Y todo esto viene a cuento de la nueva novela de Josefa Molina Rodríguez titulada “Ideales perdidos” (Multiverso, 2020) en donde un grupo de estudiantes (Ana, Merche, Sebastián, Miguel, Lidia y Claudia) participan en los años sesenta del pasado siglo en las luchas antifranquistas abrazando los ideales utópicos promovidos por la izquierda española hasta que, ya en la democracia, terminan sus estudios y se produce en ellos un proceso de aburguesamiento y consumismo que les integra en el sistema capitalista al que pretendían cambiar. Cada uno de ellos se va sumergiendo en sus profesiones y en los rutinarios deberes familiares distanciándose cada vez más de los sentimientos épicos que les movilizaron en aquellos febriles momentos que recuerdan años más tarde con discreta nostalgia como lo más memorable de sus existencias. No es el caso de una de las dos protagonistas principales que sigue pensando que “contra Franco vivíamos mejor” (Vázquez Montalbán). En este contexto se reanuda una antigua relación amorosa iniciada entre Lidia y Claudia pero que se va haciendo tormentosa con alternancias de encuentros y desencuentros que provocarán multiplicidad de sensaciones desde el dolor, la soledad, la felicidad momentánea, la frustración o la desconfianza. El momento álgido llega cuando después de una serie de peripecias no exentas de tensión, se desvela el misterio de una de ellas implicada en una intrigante trama de espionaje internacional que conspira contra las democracias occidentales para la instauración de un sistema dictatorial inspirado en el nacionalsocialismo alemán de los años 30-40 del pasado siglo.

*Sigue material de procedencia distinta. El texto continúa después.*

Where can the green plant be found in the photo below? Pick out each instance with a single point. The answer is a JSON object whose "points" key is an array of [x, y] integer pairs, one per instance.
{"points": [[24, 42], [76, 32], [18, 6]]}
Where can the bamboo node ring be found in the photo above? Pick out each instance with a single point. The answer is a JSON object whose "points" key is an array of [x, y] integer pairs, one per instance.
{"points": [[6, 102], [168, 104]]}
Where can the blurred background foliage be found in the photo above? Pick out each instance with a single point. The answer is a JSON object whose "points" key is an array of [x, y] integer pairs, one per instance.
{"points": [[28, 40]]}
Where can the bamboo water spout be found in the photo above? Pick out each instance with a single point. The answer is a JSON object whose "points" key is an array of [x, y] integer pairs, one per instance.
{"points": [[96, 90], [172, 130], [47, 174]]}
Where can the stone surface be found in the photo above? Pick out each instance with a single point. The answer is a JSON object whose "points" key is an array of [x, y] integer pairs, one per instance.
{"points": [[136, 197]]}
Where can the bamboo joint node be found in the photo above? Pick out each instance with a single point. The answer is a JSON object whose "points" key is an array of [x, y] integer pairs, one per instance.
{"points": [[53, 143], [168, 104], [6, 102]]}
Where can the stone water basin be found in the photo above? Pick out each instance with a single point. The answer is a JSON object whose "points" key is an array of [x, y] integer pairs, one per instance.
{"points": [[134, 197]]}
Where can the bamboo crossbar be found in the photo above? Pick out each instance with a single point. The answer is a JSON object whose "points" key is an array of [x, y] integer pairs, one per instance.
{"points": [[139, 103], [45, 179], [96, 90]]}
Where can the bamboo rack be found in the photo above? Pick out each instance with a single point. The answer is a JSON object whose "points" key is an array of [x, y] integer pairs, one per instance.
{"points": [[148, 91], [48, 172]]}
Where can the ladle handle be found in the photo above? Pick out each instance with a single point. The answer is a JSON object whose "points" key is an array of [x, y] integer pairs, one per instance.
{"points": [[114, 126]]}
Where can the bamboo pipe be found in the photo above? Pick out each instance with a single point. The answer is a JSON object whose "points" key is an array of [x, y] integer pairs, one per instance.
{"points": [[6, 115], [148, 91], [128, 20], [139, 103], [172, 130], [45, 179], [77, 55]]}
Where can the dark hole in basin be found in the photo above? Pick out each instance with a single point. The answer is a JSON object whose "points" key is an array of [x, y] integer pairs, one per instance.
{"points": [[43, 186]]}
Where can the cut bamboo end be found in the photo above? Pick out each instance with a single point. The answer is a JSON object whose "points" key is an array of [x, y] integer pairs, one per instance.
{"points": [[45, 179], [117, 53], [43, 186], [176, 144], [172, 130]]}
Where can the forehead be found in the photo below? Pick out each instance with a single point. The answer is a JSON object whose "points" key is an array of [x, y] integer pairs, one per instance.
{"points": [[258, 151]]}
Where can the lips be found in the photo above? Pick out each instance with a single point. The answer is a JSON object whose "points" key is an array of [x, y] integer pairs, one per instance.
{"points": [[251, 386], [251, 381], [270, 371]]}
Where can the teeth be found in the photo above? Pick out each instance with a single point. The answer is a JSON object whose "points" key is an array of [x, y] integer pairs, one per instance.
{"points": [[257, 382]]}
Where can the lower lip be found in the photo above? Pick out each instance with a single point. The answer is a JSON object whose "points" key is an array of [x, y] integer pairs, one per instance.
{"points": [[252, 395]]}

Dicha red está conformada por personas e idearios con dosis suficientes de mesianismo y fanatismo que las convierte en peligrosas porque para ellos el fin sí justifica los medios.
La arquitectura del relato es una exaltación a la austeridad de recursos. Pero eso no que quita para calificar la historia contada como ágil y efectiva sin dejar de ser a la vez original y atractiva. Su autora no se pierde en rodeos académicos ni en efectos especiales para añadir ritmo a una intriga que tiene per se velocidad de crucero. Sus descripciones psicológicas son las justas y va al grano a la hora de narrar episodios que transcurren en escenarios paisajísticos reconocibles con una inusual economía de trazos. Por eso la lectura de este librito estimula rápidamente el interés por saber qué está pasando y qué va a suceder a continuación. El final es sorpresivamente inesperado al mostrársenos unos episodios que amalgaman acción y sobreinformación en cascada que, en suma, consiguen entretener, divertir y abrir la imaginación del lector que es la finalidad básica de toda literatura que se precie; sobre todo ahora en este verano tan especial después del claustrofóbico confinamiento.
Por todo lo expuesto creemos que hay sobradas razones para recomendar la lectura de “Ideales perdidos” al tiempo que le damos la enhorabuena a su autora y la animamos a seguir surfeando en las esquivas musas para nuevos proyectos.
Ramón Díaz Hernández, catedrático de Geografía Humana en la Universidad de Las Palmas de Gran Canaria.